II. Vom Vor- und Nachtrinken
§ 8
Um die Gemütlichkeit bei Zechgelagen zu erhöhen, ist es seit unverordentlichen Zeiten Brauch, in fröhlicher Tafelrunde einander zuzutrinken, so auch an der schlichten Kneiptafel des trinkenden und singenden Studio, der dadurch zugleich beim Laster des "stillen Suffes" die Spitze abbricht; denn wenn Müller zu Schulze sagt:"Ich komme Dir (steige Dir - trinke Dir) einen halben (einen Ganzen u.s.w.) vor", so wird Schulze von Begeisterung so hingerissen, dass er unwillkürlich mit den üblichen Worten (siehe § 9) die Annahme erklärt.
§ 9
Was nun die Annahme des betreffenden Quantums betrifft, so ist Schulze unter allen Umständen, moralisch sowohl als auch durch die segensreiche Einrichtung des Bierverschisses, gezwungen, dieselbe sofort erfolgen zu lassen, und zwar muss er dies mit den Worten tun:" Prosit! (Trink´ es! - Sauf es! - ´s ist recht! - Das musst Du! - Mahlzeit! - Es ist die höchste Zeit!)" Bloßes Winken, Zunicken u.s.w. genügt nicht. Auch ist der Ausdruck "Sauf´s doppelt"_nicht verpönt, nur ist Schulze nicht zu garantieren, dass dasselbe wirklich geschieht. Zögert Schulze "Prosit" u.s.w. zu sagen, so kann er dazu von Müller mit den Worten: " Schulze, sag´ Prosit zum Ersten, sag´ Prosit zum Zweiten, sag` Prosit zum Dritten und Letzten!"_ aufgefordert werden.
III. Vom Bierskandal
§ 14
Der Bierskandal ist ein Zweikampf, bei welchem die Waffe das Bier ist, und Derjenige ist Sieger, welcher ein bestimmtes Quantum zuerst commentmäßig ausgetrunken hat.
§ 15.
Wie bei jedem Zweikampf, muss auch hier ein Tusch vorhergegangen sein. Auf jeden Tusch muss wenigstens binnen 5 Bierminuten gefordert resp. überstürzt werden. Dieser Tusch doppelter Art, nämlich:
a. "gelehrt";
b. "Bierjunge".
§ 16. (Ad § 15.a)
Der Beleidigte kann auf den Tusch "gelehrt" den Beleidiger fordern, er kann aber auch denselben ohne jeglichen Grund mit "Doctor" überstürzen und hierauf entweder gefordert, oder mit dem "Papst" überstürzt werden.

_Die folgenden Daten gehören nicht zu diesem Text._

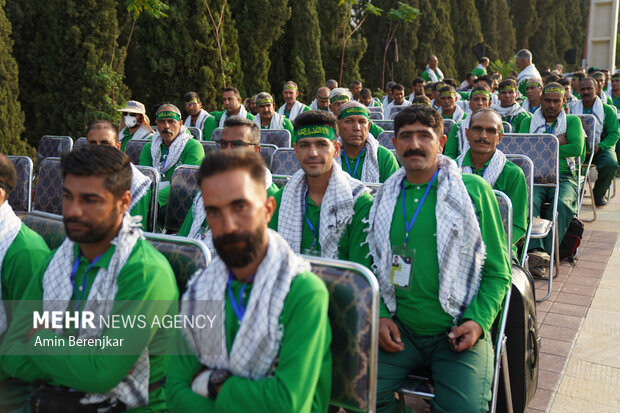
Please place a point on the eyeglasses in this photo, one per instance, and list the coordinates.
(480, 129)
(234, 144)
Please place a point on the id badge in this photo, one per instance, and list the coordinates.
(402, 267)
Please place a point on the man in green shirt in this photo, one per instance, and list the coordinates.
(271, 353)
(267, 117)
(104, 268)
(606, 136)
(171, 146)
(135, 123)
(238, 133)
(551, 118)
(483, 159)
(322, 210)
(440, 292)
(231, 100)
(103, 132)
(361, 155)
(508, 108)
(457, 142)
(22, 251)
(197, 115)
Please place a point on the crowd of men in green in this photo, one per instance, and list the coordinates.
(432, 234)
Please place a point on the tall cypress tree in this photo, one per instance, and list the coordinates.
(259, 23)
(11, 113)
(297, 54)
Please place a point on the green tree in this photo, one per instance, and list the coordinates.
(297, 54)
(259, 23)
(11, 113)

Anmerkung 1: Nach "Papst" muss gefordert werden.
Anmerkung 2: Bei "gelehrt" trinkt jede Partei einen Halben, bei "Doctor" einen Ganzen, bei "Papst" zwei Ganze.
§ 17. (Ad § 15b.)
Bei der Beleidigung "Bierjunge" muß von dem Beleidigten gefordert werden. Anmerkung 1: Beim Bierscandal hat der Geforderte einen Unparteiischen zu ernennen, der die Waffen gleich macht und über das Resultat binnen 5 Bierminuten seine Entscheidung zu geben hat. Der Forderer commandirt "Eins", der Geforderte "Zwei" und Ersterer "Drei", worauf Beide trinken.
Anmerkung 2: Bei "Bierjunge" darf bis zu vier Ganze überstürzt werden.
§ 18.
Jeder Paukant hat sich einen Secundanten zu wählen, der Secundant des Geforderten einen Unparteiischen. Der Secundant des Forderers commandirt: "Ergreift die Päpste" (resp. "Doctoren" oder "Gelehrte"), der Secundant des Geforderten: "Stoßt an", der des Forderers "Aus!" Der Unparteiische entscheidet, wer zuerst commentmäßig ausgetrunken hat.

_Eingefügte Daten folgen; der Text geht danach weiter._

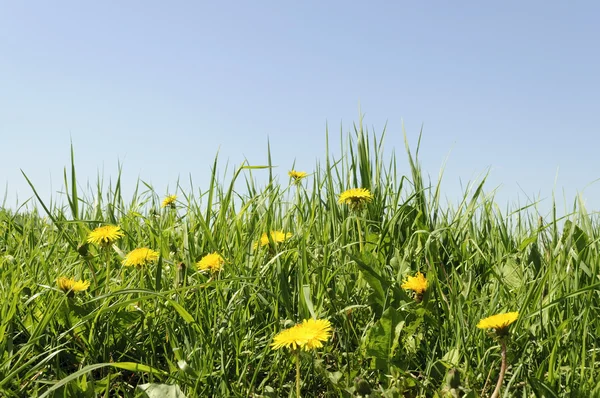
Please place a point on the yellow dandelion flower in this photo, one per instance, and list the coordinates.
(105, 235)
(213, 262)
(276, 236)
(297, 175)
(140, 257)
(499, 322)
(356, 198)
(169, 201)
(309, 334)
(416, 283)
(69, 285)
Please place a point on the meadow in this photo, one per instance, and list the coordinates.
(225, 269)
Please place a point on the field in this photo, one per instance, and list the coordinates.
(157, 324)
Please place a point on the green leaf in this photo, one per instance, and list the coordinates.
(153, 390)
(187, 317)
(382, 338)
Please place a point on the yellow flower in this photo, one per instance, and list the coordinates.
(276, 236)
(356, 198)
(212, 261)
(416, 283)
(499, 322)
(68, 285)
(105, 235)
(309, 334)
(140, 257)
(169, 201)
(297, 175)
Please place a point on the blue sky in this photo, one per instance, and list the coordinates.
(507, 87)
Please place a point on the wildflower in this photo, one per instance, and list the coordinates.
(355, 198)
(297, 175)
(417, 283)
(68, 285)
(105, 235)
(140, 257)
(276, 236)
(309, 334)
(499, 322)
(213, 262)
(169, 201)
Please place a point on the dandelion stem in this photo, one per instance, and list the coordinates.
(496, 393)
(298, 373)
(107, 279)
(359, 233)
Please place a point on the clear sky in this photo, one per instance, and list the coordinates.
(512, 87)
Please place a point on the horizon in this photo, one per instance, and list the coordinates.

Anmerkung 1: Auf Wunsch eines der Paukanten hat der Unparteiische das Commando zu übernehmen.
Anmerkung 2: Jeder Bierscandal muß 5 Bierminuten nach geschehener Forderung ausgemacht werden, außer bei triftigen Entschuldigungsgründen, z.B. dem, daß einer von den Paukanten in ältere Bierscandäle verwickelt sei.
§ 19.
Der Unparteiische hat den für angeschissen zu erklären, welcher incommentmäßig getrunken im Falle des § 15a zuletzt ausgetrunken und im Falle des § 15b zuletzt "Bierjunge" gesagt hat.
Anmerkung: Incommentmäßig trinken heißt:
wenn Jemand
1) vor dem Commando "Aus" oder "Drei" zu trinken beginnt;
2) während des Trinkens Bier verschüttet (blutet);
3) einen Rest (sogenannten Philister) im Glase zurückläßt, der den Ganzen Boden des Glases bedeckt.
Wer das Glas beim Biedersetzen zerbricht, ist ebenfalls für angeschissen zu erklären.
§ 20.
Unparteiische müssen bierehrliche Bierburschen sein, und ist der Unparteiische auf Grand Cerevis verpflichtet, nach bestem Wissen und Willen zu entscheiden.